Spare a thought for your poor parents. Imagine how incredibly dull their teenage years must have been, with only the occasional school disco to look forward to. Not so for us, born after the birth of the modern club. We pay the cover charge, we get in, we drink, we dance. If your cash stretches far enough to get you into one of the big 'uns, the Fabrics and Matters of the scene, maybe you can dance to one of the superstar DJs that started popping up like pimples in the late 90s, dance music's awkward adolescence. On a good night, with the right ratio of blood to alcohol, it can be exhilarating.

But when my wallet starts to strain under the pressure of another £7 Red Bull and vodka, I sometimes start to feel like I've been sold a lie. Truth is, clubs were never really designed with music in mind, or even with teenagers in general. Our current licensing laws - the ones that allow venues to play loud music and stay open all night - were pushed through by the last Conservative government, in a desperate bid to put an end to the illegal raves that were taking place all over the country, in fields and warehouses, where Ribena was the drink of choice because liquor would ruin your ecstasy high, and where half the music you were listening to had been written the day before in the DJ's garage. The 'true' youth culture: hardcore.

It's an idealised picture, but it's one you'll find plastered all over FFF's album, which is a riot from start to finish in an almost literal sense. And would you really expect anything less from a resident of Rotterdam, a city whose 200 beats-per-minute gabba scene is notorious for pushing electronic music to its terrifying (and borderline unlistenable) limits? For me, then, the truly incredible thing about FFF (whose name doubles as the notation for as loud as humanly fucking possible in sheet music), is his ability to channel all the chaotic, sample-heavy power of hardcore into something that, inexplicably, makes total sense.

There's a lot to unpack in a track like 'Tek Back Na Talk', which starts up with a rapid volley of ragga vocal samples, before segueing into a typically brutal series of breaks. All par for the course as far as raggacore is concerned, and although it's done well, it's only at about the two minute mark, when he brings in a Miracle Maker vocal sample and places across an absurdly bastardised NWA beat, that you begin to really get a sense of FFF's prodigious creativity.

Other tracks are just superbly well worked. The rave piano of 'The Power' is wonderfully authentic. On 'Sensation', (one of the few tracks on the album without an overt ragga influence) the main break disappears for a full minute as the track builds, before finally crashing back in again to cataclysmic effect. Once again, there's a sting in the tail, as FFF layers not one but three hoover basses on top of one another towards the end of the track in a moment of pure mentalism. It's this sense of complete unpredictability that makes 20,000 Hardcore Members sound simultaneously nostalgic and cutting edge.
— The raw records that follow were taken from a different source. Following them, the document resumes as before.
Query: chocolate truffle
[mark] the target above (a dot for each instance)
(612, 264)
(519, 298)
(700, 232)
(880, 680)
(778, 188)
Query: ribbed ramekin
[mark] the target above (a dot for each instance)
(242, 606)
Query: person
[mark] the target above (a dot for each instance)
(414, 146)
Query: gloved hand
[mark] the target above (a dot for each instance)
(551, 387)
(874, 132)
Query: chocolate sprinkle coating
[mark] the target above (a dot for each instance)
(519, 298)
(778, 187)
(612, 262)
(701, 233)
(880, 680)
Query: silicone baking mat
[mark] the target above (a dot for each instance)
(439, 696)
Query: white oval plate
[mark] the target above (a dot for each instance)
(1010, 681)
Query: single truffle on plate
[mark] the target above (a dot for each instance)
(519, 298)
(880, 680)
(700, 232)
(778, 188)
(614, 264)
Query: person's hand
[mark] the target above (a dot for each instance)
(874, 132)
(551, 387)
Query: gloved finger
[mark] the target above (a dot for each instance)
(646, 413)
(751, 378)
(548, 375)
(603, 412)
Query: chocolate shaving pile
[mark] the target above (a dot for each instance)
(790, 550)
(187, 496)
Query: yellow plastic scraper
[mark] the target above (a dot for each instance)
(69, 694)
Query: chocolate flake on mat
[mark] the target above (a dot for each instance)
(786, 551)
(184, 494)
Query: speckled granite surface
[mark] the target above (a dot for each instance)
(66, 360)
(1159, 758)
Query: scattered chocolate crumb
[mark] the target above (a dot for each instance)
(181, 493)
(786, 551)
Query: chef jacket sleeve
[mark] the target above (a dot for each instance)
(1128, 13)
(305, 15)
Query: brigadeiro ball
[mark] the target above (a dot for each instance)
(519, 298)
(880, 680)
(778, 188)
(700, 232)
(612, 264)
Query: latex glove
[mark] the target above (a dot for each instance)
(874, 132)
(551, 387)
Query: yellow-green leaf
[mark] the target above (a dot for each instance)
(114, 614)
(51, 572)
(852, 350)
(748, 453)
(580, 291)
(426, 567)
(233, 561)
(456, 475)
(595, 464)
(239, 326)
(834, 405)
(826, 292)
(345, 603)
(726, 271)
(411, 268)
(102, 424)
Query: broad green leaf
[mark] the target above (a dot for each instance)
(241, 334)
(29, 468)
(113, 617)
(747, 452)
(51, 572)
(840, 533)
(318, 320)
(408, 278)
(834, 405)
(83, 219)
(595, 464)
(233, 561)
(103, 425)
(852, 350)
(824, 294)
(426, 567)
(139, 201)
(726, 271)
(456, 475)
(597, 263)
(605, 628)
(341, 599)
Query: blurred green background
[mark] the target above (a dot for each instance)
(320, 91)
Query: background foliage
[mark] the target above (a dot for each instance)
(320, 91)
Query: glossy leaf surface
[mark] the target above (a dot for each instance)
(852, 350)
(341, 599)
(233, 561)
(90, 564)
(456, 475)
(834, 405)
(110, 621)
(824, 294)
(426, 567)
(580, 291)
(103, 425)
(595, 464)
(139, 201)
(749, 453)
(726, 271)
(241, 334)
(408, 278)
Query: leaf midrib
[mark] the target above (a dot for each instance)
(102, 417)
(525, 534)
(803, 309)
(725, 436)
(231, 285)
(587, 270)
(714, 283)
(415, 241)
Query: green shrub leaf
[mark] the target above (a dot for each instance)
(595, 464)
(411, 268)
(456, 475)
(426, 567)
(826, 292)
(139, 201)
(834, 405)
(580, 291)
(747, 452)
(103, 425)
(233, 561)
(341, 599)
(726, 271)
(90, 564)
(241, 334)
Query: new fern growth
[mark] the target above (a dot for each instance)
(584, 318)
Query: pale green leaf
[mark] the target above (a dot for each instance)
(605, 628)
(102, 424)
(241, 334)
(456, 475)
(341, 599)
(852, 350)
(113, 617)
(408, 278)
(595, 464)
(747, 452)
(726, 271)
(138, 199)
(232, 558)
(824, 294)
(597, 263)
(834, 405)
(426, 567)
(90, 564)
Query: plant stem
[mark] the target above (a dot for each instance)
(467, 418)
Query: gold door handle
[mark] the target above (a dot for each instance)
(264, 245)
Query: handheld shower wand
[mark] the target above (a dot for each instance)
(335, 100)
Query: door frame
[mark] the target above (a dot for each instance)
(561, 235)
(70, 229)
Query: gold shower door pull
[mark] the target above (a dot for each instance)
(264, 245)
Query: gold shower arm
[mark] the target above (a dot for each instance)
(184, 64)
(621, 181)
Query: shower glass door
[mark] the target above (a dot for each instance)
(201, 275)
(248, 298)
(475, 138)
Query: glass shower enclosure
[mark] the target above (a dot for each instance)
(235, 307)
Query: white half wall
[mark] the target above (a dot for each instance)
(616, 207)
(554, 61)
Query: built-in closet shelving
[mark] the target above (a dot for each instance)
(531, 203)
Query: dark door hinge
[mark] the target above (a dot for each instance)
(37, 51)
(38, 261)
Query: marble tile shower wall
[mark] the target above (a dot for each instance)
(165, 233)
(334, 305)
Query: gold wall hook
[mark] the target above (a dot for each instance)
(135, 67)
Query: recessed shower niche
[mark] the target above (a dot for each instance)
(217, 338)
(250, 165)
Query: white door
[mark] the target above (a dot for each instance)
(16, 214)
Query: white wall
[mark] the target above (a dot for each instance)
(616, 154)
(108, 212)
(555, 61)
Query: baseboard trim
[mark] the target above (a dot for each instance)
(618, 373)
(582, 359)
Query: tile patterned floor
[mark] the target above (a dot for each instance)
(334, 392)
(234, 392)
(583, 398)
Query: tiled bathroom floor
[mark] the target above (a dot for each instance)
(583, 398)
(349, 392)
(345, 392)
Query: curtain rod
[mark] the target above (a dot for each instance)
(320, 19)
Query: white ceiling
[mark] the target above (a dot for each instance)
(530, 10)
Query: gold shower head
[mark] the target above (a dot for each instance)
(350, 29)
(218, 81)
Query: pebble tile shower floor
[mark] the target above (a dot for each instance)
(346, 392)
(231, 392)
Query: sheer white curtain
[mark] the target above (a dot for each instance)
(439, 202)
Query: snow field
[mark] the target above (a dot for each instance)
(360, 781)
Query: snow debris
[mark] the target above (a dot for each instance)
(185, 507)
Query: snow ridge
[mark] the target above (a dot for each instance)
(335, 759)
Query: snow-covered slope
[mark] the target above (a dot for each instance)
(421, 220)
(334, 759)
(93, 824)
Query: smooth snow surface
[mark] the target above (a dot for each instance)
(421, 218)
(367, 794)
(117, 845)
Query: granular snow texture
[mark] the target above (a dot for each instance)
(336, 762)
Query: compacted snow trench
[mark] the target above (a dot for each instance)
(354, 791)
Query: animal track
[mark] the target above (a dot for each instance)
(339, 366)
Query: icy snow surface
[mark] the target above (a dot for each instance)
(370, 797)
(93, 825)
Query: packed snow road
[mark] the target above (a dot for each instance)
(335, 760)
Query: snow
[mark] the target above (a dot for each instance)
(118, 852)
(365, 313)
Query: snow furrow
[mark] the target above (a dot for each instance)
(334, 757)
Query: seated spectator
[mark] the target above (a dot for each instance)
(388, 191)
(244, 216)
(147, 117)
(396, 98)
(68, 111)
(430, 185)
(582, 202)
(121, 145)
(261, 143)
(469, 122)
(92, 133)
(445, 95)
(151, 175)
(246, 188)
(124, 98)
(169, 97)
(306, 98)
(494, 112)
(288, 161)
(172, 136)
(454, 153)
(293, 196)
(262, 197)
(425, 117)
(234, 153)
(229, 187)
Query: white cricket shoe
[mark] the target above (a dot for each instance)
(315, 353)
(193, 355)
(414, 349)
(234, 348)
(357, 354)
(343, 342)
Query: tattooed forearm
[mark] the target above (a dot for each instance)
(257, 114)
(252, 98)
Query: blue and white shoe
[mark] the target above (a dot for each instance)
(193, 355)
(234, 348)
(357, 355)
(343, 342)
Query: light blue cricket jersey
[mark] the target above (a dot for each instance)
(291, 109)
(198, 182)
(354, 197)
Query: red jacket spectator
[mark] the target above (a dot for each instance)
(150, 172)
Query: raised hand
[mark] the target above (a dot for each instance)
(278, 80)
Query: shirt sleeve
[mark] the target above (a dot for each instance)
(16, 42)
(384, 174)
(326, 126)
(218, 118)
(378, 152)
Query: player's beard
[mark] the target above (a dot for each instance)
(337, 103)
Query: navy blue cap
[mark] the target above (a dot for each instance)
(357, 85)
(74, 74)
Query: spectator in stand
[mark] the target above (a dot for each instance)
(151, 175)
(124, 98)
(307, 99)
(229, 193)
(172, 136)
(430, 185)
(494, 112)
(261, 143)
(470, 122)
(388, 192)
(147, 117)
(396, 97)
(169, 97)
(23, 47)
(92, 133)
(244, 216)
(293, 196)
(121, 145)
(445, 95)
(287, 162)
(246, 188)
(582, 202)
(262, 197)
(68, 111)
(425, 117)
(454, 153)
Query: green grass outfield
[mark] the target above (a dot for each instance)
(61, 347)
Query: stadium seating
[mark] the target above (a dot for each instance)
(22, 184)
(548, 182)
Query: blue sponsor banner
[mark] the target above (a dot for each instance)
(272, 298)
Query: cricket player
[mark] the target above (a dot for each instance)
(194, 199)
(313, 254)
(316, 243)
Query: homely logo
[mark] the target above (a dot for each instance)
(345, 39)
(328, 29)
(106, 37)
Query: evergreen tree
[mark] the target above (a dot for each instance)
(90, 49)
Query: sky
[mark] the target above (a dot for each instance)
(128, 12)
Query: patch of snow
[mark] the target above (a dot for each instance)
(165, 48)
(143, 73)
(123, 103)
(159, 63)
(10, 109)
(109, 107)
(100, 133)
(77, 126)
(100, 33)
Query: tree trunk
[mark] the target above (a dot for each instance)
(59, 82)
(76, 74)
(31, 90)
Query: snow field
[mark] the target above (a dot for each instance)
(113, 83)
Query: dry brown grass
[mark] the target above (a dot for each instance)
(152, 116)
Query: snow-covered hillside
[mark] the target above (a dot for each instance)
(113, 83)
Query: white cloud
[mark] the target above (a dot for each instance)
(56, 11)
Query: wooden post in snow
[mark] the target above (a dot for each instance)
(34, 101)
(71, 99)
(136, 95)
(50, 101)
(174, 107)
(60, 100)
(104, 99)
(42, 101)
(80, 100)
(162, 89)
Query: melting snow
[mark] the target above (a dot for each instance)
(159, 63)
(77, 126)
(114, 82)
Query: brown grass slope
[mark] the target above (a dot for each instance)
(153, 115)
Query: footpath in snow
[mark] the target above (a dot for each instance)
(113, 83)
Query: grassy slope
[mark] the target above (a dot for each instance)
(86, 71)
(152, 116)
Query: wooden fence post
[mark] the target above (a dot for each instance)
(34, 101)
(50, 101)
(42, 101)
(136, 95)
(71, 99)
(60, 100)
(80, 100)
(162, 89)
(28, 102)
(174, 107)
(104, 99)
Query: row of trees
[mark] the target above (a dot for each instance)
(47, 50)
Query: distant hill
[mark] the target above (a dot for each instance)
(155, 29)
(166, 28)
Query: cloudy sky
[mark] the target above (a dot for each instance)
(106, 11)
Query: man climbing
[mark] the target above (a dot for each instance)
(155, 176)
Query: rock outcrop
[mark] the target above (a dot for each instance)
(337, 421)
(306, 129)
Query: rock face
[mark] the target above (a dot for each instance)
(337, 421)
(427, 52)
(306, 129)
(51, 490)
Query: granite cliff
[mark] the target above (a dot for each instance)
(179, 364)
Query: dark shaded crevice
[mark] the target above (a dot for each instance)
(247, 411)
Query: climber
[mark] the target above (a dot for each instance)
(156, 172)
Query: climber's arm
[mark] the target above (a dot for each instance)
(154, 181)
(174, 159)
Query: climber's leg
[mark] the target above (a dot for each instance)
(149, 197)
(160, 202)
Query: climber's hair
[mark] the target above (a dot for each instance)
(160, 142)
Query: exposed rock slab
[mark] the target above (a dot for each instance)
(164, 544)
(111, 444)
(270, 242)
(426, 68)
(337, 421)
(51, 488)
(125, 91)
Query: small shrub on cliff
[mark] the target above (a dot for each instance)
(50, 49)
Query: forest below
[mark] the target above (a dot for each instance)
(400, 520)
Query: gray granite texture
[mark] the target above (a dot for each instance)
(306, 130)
The album isn't perfect, a couple of tracks do feel a tad underwhelming in comparison to the belters. There's also the small problem that, if you want a physical copy, you'll have to import it from tsunami-torn Japan. If there is one major let down, though, it's that an LP is absolutely the wrong way to be experiencing this kind of sound. For those of you lucky enough to have tickets to the (resolutely underground) Bangface Weekender in May, you'll be able to hear FFF in something close to a 'natural' environment.

For everyone else, I urge you to at least give this a listen. If nothing else, it's a hell of a lot of fun.